Housing, infrastructure and development planning experts from across the Caribbean have come together to promote a coherent approach to resilience building, considering the specific context of informal settlements in the subregion.
With over 70 per cent of its populations living in urban areas, the Caribbean population is today increasingly urban. As this population continues to grow, the majority come under a diversity of economic, social, cultural and environmental constraints heightened by climate change impacts. In many Caribbean countries, urban growth has frequently been characterised by the informal nature of human settlements, a demonstration of the inability of urban policies to face urbanization demands. This recent urbanization process has been associated with greater poverty, expansion of informal settlements and inadequate housing, collaborating to widen the urban divide.
Held at the Trinidad Hilton and Conference Centre, the joint ECLAC – UN-Habitat policy dialogue workshop was the key milestone for countries to agree on the priorities and major issues facing local and central governments in the Caribbean relating to resilience and the upgrading of informal settlements within the context of SDG 11.
The diversity of crosscutting issues confronting the subregion require an integrated approach where planning both at national and subnational levels can address the new and severe social, economic and environmental pressures posed by climate change and a growing population in an inclusive manner, promoting participatory approaches and consultation with different social and stakeholder groups. This multi-sector, multi-stakeholder approach, will facilitate collaborative solutions and partnerships in order to address issues such as informal settlements, climate change, environmental degradation, resource efficiency, and underdeveloped infrastructure.

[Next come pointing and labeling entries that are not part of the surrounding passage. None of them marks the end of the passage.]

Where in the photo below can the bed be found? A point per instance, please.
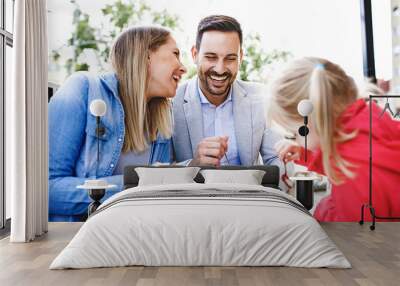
(201, 224)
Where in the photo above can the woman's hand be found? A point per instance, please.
(288, 150)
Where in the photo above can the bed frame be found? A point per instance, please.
(270, 179)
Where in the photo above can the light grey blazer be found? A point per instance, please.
(252, 136)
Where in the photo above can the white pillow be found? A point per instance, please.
(163, 176)
(248, 177)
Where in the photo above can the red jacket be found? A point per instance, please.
(345, 201)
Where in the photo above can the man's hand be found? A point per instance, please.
(210, 151)
(288, 150)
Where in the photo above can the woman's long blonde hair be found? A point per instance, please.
(129, 58)
(331, 91)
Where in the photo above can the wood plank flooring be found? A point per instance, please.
(375, 257)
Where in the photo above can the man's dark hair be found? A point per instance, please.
(218, 23)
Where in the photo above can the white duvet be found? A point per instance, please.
(208, 230)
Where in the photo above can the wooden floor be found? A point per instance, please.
(375, 257)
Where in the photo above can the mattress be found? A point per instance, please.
(201, 225)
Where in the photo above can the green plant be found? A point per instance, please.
(256, 62)
(123, 13)
(120, 15)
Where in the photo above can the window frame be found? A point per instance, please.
(6, 39)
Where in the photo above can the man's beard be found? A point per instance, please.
(206, 77)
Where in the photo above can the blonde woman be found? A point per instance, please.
(338, 140)
(137, 124)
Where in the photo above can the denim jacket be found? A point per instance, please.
(73, 143)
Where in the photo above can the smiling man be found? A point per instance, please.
(219, 119)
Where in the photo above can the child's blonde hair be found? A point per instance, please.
(331, 91)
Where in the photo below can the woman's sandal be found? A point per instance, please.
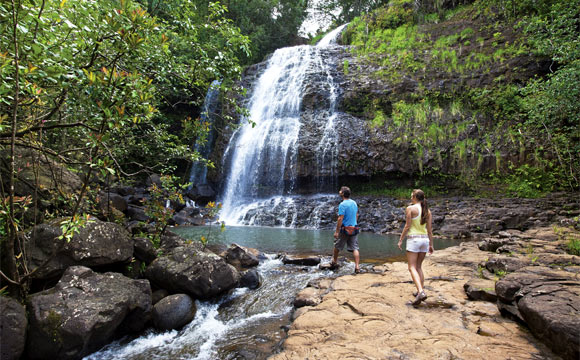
(419, 297)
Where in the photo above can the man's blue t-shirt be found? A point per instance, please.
(348, 208)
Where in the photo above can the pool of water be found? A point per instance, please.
(374, 248)
(249, 324)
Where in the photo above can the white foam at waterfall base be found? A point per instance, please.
(117, 350)
(262, 158)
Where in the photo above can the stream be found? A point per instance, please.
(251, 324)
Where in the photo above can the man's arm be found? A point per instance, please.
(338, 225)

To this end, government officials exchanged experiences surrounding the priorities, functioning, challenges and opportunities of sustainable and resilient development in the Caribbean, addressing the specific context of informal settlements and disaster risk reduction considering in particularly the most vulnerable, those that are usually the worst-hit in case of disasters. Discussions included the importance of encompassing the needs of hard-to-reach groups, including representatives of indigenous and rural communities, women, children and youth.